Several of the riders highlighted before the weekend did not make the start: Lewis Tinsley, Alex Pickering, Ashley Hutchison and Joe Reeves were among the DNSs, thinning the field of some of its anticipated contenders before a pedal had been turned.
Those who remained found a race that was controlled until it wasn’t. A group of around eight eventually got clear with help from blocking by teams represented in the move, and though the bunch worked to close the gap, the wind was not kind to a small group and the advantage held — around ten seconds at the line. Behind the leaders, Hamish Johnstone (Team Tor 2000 Kalas) had been watching. He bridged to the two-man chase, and once that group had brought back the break, he opened his sprint early and held on. Oliver Snodden (Mandene Racing) came through for second, Ollie Cadin (Draft Racing) third.

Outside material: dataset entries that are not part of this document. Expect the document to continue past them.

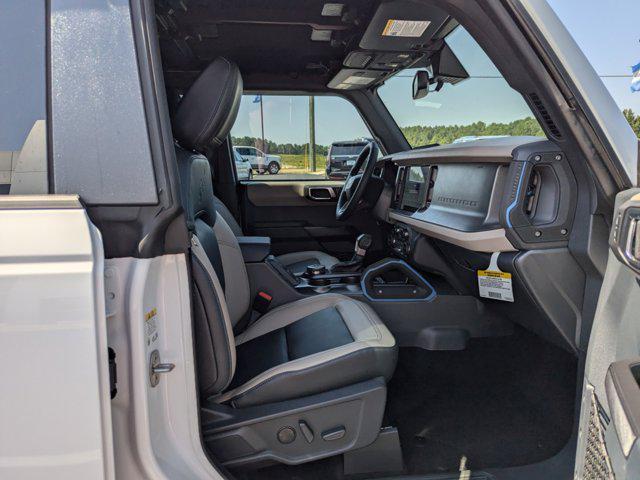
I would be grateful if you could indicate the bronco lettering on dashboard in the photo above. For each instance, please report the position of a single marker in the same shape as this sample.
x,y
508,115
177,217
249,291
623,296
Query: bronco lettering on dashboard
x,y
457,201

“Teams were working really well to keep everything together for the first hour,” Johnstone told The British Continental after the race. “At about an hour in I saw a group of three up the road looking organised and decided to bridge across to the two-man chasing group to work on bringing them back. It was touch and go for a bit with the bunch working to bring us in — but once the chasing group caught that break of three, everyone pulled hard enough to keep the gap steady and I ended up having enough left in the tank to open up an early sprint and get the victory.”
Stage 1 result
Stage 2 | Ken’s Oddicombe Hill Climb
The afternoon took the race somewhere altogether different. Oddicombe Hill — 850 yards, four hairpin bends, one of the steepest climbs in the country — sent riders up at one-minute intervals from the beach at Babbacombe, the road closed and the cliff railway watching on. Rain arrived towards the end of the first wave, leaving the surface slippery for later starters. Elliott Colyer (Aero CLCTV Race Team), who went up in the second group, described the climb as “short and sharp” and noted that warm-up options on the clifftop were not extensive — squats for some, running sprints for others.

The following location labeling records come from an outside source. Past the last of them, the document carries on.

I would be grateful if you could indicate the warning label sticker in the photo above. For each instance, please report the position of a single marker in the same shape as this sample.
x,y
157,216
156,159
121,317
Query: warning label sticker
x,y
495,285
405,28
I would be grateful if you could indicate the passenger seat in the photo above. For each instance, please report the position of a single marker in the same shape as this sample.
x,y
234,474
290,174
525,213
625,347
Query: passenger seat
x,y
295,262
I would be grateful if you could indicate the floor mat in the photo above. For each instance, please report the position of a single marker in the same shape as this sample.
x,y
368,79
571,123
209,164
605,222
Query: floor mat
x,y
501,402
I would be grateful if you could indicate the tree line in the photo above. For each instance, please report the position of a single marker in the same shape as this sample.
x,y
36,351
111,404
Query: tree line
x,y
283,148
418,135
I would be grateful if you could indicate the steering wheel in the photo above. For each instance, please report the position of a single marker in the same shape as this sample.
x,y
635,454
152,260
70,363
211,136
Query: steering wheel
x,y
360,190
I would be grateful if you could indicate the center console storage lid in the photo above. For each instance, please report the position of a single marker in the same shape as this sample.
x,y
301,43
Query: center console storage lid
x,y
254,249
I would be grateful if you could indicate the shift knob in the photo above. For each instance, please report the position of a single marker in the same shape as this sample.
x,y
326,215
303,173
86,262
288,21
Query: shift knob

Jed Claxton (Wheal Velocity) won the stage in two minutes and one second, with Jacob Mauger (Crabbé Dstny) two seconds back and Harvey Thomas (Nopinz RT) a further two seconds adrift in third.
Johnstone finished sixth in 2:11, enough to hold the race lead overnight. Mauger’s strong hill climb pulled him up to second overall, seven seconds back. Snodden sits third at 18 seconds, Claxton fourth at 20.
The Dartmoor stage awaits on Sunday morning — 117 kilometres from Hatherleigh, 1,650 metres of climbing — and the gaps are tight enough for several riders to harbour realistic ambitions.